As per the ruling, Zostel is entitled to take up proceedings for execution of definitive agreement between itself and the OYO parent under the term sheet. This, as per Zostel’s statement, translates to it owning 7% of OYO, marking the largest acquisition in the Indian startup ecosystem.

The tribunal order, dated March 6, said, “However, as definitive agreements have yet to be executed, the tribunal holds that the claimant (Zostel) is entitled to take appropriate proceedings for specific performance and execution of the definitive agreement as envisaged, for itself and its shareholders under the term sheet.”

In November 2015, OYO had acquired the hotel business of ZO Rooms and the standalone hostel booking platform, Zostel, in an all-stock deal. The term sheet had promised ZO Rooms’ shareholders a cumulative 7% stake in OYO.

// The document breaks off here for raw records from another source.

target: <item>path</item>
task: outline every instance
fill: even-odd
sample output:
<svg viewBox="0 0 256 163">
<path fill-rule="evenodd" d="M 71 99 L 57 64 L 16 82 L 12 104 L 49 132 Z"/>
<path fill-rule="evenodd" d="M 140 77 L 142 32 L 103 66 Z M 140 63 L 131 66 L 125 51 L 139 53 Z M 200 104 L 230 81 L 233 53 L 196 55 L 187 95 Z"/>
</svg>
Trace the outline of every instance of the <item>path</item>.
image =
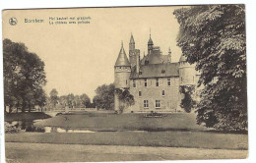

OYO terminated the deal in September 2016, claiming that it did not identify potential value in the transaction. The SoftBank-back startup, at the time, also filed a criminal complaint against Zostel founders for allegedly harassing it into a deal without a definitive term sheet.

In response to the latest ruling, OYO denied that there was any relief granted to Zostel in terms of stake ownership in OYO. In a company blog, OYO said, “We have noted some messages being circulated by Zostel, and hence, in the interest of setting the record straight, we are stating that the arbitration tribunal has granted no specific relief to Zostel in terms of receiving ownership in OYO.”

The blog added, “The arbitration hasn’t given any direction for issuance of shares, as the definitive agreement was neither agreed (to) nor consummated, and therefore, closing conditions were far from being achieved and the same has been acknowledged by the arbitrator.”

OYO added that it would challenge the ruling, “which treats a non-binding term sheet as a binding document” in order to offer rights and remedies to Zostel.